ChatGPT is strange unless you’re direct. The most strange thing about ChatGPT’s model was that my prompt had to be really specific in order to find academic sources. First I asked it for academic sources related to facial recognition involving policing, environmental studies, or healthcare. It came up with journal articles and one YouTube video, but nothing from a book or database. After my third ask, I was able to filter down 5 from a database and then put those into Notebook LM. Notebook summarized these sources together and claimed that “Facial recognition technology (FRT) in policing creates a conflict between surveillance efficiency and democratic accountability. Public support is often performative; anonymity reveals many citizens privately harbor reservations about biometric tracking. Empirical data shows FRT deployment correlates with increased racial disparities, specifically raising Black arrest rates while decreasing White rates. This stems from automation bias and pre-existing structural inequities.

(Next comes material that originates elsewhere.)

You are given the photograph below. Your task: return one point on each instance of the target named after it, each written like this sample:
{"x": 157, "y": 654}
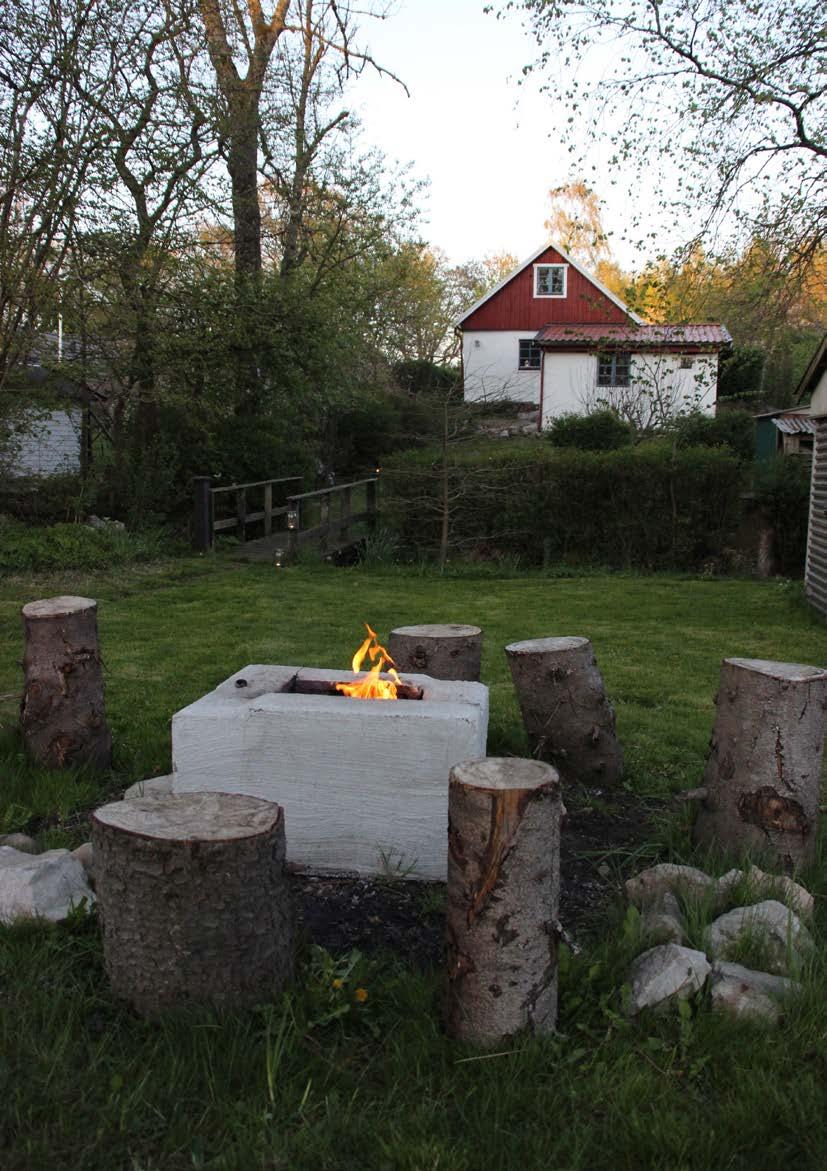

Global regulations remain fragmented; the US lacks the robust accountability frameworks found in the EU, necessitating urgent, transparent impact assessments to protect civil liberties”. Through this lab, we learned that both AI models have strengths, but Chat is not going to excel at what Notebook excels at and vice versa. Chat struggled at finding these sources and struggled even further on giving me great summaries of the sources they provided as it was multiple steps. My prediction about where AI is headed is a continued reliance because it comes up with sources instantly rather than a trip to the library or a database. I learned that Chat says its prompts very confidently and if you do not check it for error, you are using it incorrectly.